Il primo racconto rievoca il Cardinale Giuseppe Mezzofanti e lo storico Jacques Crétineau-Joly; il secondo è un mosaico di figure fra cui spiccano Monsignor Umberto Benigni e Don Ernesto Buonaiuti, nonché il Principe Leone Caetani e la Principessa Maria Cristina Giustiniani Bandini, protagonista principale del terzo e ultimo racconto, il quale, con freschezza e pennellate di particolari, descrive il passaggio di Roma da capitale della Cristianità a capitale dei liberali, dei massoni, dei politici, dei democristiani, aperti al socialismo e al comunismo, dai quali si dipartì la riforma agraria di De Gasperi, che toccò con prepotenza la proprietà privata degli italiani; un atto che Pio XII, nel 1951, giudicò negativamente, affermando la legittimità dei grandi latifondi. Con l’abolizione della mezzadria e con lo sradicamento dei contadini dai loro territori, persone e famiglie si sono spostate nelle periferie urbane edificate dai “palazzinari”. Contemporaneamente la cultura è stata carpita da socialisti, comunisti e liberali, che hanno occupato le cattedre delle scuole e delle Università.

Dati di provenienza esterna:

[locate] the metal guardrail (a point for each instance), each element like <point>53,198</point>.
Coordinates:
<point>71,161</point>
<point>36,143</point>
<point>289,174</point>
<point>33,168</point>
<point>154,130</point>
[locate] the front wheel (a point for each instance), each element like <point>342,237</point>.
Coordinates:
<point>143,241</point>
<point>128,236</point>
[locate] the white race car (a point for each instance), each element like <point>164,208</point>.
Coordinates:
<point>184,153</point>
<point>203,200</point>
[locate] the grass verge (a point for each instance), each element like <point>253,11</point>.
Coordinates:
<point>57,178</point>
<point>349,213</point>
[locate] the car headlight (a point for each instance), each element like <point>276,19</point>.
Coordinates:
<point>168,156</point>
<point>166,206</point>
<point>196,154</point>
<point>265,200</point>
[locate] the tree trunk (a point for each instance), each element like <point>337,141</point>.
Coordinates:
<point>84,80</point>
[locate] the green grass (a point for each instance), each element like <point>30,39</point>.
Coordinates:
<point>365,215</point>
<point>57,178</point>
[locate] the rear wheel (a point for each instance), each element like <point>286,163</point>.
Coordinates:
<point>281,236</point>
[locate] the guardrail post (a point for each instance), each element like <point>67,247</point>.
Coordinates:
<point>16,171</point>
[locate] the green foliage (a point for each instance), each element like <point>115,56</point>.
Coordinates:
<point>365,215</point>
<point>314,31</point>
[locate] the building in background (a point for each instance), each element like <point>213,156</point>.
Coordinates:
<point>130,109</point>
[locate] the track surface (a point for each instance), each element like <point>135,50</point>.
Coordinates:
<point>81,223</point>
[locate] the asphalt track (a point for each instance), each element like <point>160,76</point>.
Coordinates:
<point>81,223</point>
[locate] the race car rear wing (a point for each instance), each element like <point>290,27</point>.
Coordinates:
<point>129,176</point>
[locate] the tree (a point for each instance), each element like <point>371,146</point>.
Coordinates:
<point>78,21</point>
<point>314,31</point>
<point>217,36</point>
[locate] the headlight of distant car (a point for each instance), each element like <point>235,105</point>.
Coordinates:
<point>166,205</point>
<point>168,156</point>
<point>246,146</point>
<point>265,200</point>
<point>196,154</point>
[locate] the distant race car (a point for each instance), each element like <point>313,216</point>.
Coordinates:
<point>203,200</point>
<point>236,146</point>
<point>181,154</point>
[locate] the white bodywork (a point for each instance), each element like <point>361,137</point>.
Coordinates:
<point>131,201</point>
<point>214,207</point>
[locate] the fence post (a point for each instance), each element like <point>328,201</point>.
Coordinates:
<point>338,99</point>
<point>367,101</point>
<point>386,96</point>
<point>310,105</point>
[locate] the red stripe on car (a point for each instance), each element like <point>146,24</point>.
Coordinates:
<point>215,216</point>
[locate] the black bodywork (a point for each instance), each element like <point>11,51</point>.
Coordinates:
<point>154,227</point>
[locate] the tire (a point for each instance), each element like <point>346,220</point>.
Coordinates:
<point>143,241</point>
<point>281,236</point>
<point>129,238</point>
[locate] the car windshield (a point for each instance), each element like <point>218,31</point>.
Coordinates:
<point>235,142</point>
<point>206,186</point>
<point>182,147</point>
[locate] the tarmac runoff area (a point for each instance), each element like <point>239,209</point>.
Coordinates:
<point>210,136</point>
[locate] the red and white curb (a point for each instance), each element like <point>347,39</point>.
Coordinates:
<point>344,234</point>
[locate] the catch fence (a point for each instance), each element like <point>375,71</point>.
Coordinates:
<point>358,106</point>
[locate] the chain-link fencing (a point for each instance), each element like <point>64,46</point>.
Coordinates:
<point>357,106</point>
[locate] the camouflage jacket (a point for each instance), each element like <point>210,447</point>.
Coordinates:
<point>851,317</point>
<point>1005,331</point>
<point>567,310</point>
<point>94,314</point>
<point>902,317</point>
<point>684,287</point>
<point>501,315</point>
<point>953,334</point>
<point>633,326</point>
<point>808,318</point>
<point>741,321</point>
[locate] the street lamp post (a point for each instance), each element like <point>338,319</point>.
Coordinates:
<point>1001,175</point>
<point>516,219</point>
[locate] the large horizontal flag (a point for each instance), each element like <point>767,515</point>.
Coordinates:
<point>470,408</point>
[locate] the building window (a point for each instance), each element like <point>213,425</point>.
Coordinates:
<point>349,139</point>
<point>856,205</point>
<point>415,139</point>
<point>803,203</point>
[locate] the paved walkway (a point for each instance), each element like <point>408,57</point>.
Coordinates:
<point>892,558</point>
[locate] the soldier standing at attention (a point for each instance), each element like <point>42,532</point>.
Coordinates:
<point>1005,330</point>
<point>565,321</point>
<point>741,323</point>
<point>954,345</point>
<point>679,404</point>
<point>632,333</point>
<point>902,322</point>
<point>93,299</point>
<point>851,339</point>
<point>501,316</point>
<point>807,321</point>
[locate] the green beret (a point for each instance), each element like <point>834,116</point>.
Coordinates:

Non si può inoltre tralasciare Maria Montessori, dalla quale emerge il veleno ideologico e culturale di una classe intellettuale e dirigente che ha guidato la secolarizzazione dell’Italia e al suo abbruttimento morale. L’educatrice dell’infanzia, che a 28 anni aveva abbandonato suo figlio (avuto da una relazione con lo psichiatra Giuseppe Montesano), non parlava di matrimonio, ma della necessità di un’evoluzione della concezione della maternità, grazie alla «scelta cosciente e libera» del proprio partner «come contributo alla rigenerazione della razza. Insomma si va dal libero amore alla trasformazione dell’educazione in un allevamento di razze umane». Femminista e seguace della teosofia di Hélène Blavatskij, la Montessori è tuttora considerata un punto di riferimento della pedagogia moderna, svincolata dai “tabù” del passato e dai “pregiudizi”, proiettata a rendere l’individuo autonomo e indipendente. Personaggi come lei hanno in realtà formato generazioni di persone sole, insicure, allo sbando, in balia del potere assoluto dello Stato, compreso quello “democratico”.